3年目は、富田団地(大阪府高槻市)で自治会のみなさんと協働し、アートプログラムに取り組みました。



そして今年度は、当初よりアイデアが立案されていたAR(Augmented Reality:拡張現実)技術を使った3Dアニメーションを完成させました。これまでの活動で築き上げられた学生たちのアイデアが実を結ぶ一年となりました。
 
~春休み返上の苦しい日々~
 事前の調査で、美術家であり、大阪芸術大学短期大学部デザイン美術学科非常勤講師の川島慶樹氏の作品への思いを直接聞いていた学生たちは、今回のARアニメーションの舞台を高槻・阿武山団地(大阪府高槻市)に設置されている川島氏の作品「Mar Magician」にすると決めていました。
 その仕組みは、事前にアプリをインストールしたスマートフォンを「Mar Magician」にかざすと、プログラミングされた3Dアニメーションが浮き出て動き出すというもの。アニメーションに登場するキャラクターは、2017年11月18日に行われた「阿武山アートカレッジ 第2弾」のキャラクター開発のワークショップで、住民の皆さんが描いてくれたキャラクターをもとにデザインしています。
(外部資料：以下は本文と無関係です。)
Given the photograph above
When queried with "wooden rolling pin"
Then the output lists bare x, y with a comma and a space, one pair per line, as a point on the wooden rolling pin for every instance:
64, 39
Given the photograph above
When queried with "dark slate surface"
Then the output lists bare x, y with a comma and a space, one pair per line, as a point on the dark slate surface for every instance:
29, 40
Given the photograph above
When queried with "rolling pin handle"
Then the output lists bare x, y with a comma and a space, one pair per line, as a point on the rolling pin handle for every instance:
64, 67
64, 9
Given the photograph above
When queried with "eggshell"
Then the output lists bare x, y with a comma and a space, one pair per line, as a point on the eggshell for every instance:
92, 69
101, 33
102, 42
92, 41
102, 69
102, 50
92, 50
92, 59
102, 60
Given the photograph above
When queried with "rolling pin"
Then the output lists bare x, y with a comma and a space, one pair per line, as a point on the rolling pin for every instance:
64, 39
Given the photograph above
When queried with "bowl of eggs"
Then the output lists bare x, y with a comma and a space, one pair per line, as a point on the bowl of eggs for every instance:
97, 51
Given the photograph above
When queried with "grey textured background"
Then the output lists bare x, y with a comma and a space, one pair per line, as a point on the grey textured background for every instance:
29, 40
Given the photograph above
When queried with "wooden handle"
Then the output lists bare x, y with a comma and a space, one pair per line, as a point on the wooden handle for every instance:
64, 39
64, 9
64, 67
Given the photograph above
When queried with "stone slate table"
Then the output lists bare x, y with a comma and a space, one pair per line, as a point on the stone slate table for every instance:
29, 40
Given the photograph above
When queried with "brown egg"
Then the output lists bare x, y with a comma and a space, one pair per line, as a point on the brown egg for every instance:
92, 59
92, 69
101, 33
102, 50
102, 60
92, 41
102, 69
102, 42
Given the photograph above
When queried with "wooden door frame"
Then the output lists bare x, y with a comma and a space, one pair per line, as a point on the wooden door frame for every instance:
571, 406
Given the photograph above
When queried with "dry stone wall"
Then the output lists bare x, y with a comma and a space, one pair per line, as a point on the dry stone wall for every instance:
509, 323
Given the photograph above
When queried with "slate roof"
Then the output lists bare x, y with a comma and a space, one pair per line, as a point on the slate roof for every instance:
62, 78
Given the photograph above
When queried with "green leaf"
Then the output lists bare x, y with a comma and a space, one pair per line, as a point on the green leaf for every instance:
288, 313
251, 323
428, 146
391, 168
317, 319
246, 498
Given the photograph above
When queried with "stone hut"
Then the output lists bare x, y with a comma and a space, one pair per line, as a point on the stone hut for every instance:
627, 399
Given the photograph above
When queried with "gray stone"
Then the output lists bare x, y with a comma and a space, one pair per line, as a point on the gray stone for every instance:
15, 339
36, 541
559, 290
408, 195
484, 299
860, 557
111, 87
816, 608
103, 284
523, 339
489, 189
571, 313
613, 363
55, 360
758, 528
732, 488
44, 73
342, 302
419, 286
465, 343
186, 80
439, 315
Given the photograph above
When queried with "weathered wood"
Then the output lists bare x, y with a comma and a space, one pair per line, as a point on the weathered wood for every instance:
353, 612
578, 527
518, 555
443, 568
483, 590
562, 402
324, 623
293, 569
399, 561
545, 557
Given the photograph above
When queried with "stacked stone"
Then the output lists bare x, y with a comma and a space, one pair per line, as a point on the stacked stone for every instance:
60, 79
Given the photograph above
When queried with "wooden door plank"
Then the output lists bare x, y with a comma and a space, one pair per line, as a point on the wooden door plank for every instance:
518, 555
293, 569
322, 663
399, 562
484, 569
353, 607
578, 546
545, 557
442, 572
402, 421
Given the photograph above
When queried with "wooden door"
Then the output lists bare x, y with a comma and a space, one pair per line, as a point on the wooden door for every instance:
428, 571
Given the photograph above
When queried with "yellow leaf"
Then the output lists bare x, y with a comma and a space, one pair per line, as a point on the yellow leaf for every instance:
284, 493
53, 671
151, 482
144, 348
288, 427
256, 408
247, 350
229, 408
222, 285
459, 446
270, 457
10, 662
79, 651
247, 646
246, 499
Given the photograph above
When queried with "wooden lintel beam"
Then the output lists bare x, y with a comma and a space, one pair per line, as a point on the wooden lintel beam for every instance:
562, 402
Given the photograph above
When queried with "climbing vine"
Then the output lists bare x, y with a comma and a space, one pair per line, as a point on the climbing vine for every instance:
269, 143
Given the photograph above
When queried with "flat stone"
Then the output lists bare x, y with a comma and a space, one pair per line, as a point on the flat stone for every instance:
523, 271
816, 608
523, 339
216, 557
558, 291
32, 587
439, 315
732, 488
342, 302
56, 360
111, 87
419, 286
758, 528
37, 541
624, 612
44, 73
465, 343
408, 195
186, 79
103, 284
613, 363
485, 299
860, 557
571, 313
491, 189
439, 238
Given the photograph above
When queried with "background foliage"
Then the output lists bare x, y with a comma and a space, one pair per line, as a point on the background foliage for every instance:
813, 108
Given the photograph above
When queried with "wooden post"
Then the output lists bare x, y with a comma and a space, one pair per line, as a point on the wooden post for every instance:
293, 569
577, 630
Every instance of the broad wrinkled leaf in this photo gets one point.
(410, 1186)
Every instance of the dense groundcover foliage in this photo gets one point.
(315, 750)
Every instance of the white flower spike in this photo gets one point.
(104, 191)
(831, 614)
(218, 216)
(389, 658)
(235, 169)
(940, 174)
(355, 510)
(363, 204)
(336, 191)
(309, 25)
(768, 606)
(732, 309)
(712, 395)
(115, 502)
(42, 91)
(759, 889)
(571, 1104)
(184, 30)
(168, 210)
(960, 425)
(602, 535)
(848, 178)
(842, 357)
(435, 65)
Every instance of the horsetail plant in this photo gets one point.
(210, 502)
 実際にARアプリの開発は、学生たちの粘り強い精神力で達成できたと言えます。開発メンバーの中心として、春休み中も時間を忘れて取り組んだ大阪芸術大学芸術計画学科2年生の小田望楓さんは、その時の様子をこのように振り返ります。
   「まったく知識のない状態からのスタートでした。完成させるためには、4種類ほどのソフトをマスターしないといけなくて、解説書を読んだり、インターネットで調べたり、一つ一つクリアしていきました。最初は、メンバーで手分けしていたのですが、完成に近づくにつれ分業できなくなり、さらに難しい壁に突き当たりました。その都度、心が折れそうになり逃げ出したいほどの気持ちになりました」と語ってくれました。
 ARアプリの制作は、サークルの先輩で、放送学科広告コース4年の田中大樹さんに色々と指導をしてもらい、また、ARサイトデザインを含め、ARアプリの監修をアートサイエンス学科教授の市川衛先生に担当していただくなど、皆が力を合せて、実現に至らせました。

~住民の皆さんへのアプローチ~
 新しいことにチャレンジする。大阪芸術大学×UR アートプロジェクトは、学生もUR都市機構にとっても、新たな挑戦から始まっています。その支えになっているのが、お世話になる団地の住民の皆さんの温かい気持ちです。時には厳しい意見で学ばせていただきながら、前進できたことに感謝しています。このことは、大阪芸術大学芸術計画学科教授の谷悟先生が学生たちにいつも伝えているアートプランニングの心得にも通じます。
 「今回の企画は、まちのシンボルとして設置されたパブリックアートが時間の経過とともに徐々に環境の一部になってしまうことをふまえ、先進的なメディア表現を融合させることで、新たな愉しみ方を提案することがコンセプトになっています。」と谷悟先生は語られました。
 ARアニメーションを通して、阿武山団地に設置されているパブリックアートの魅力に気づき、再度光を当て、住民のみなさんのアートに対する関心や意識を高めてほしいという願いを込めた点が最も大切な考えになると思います。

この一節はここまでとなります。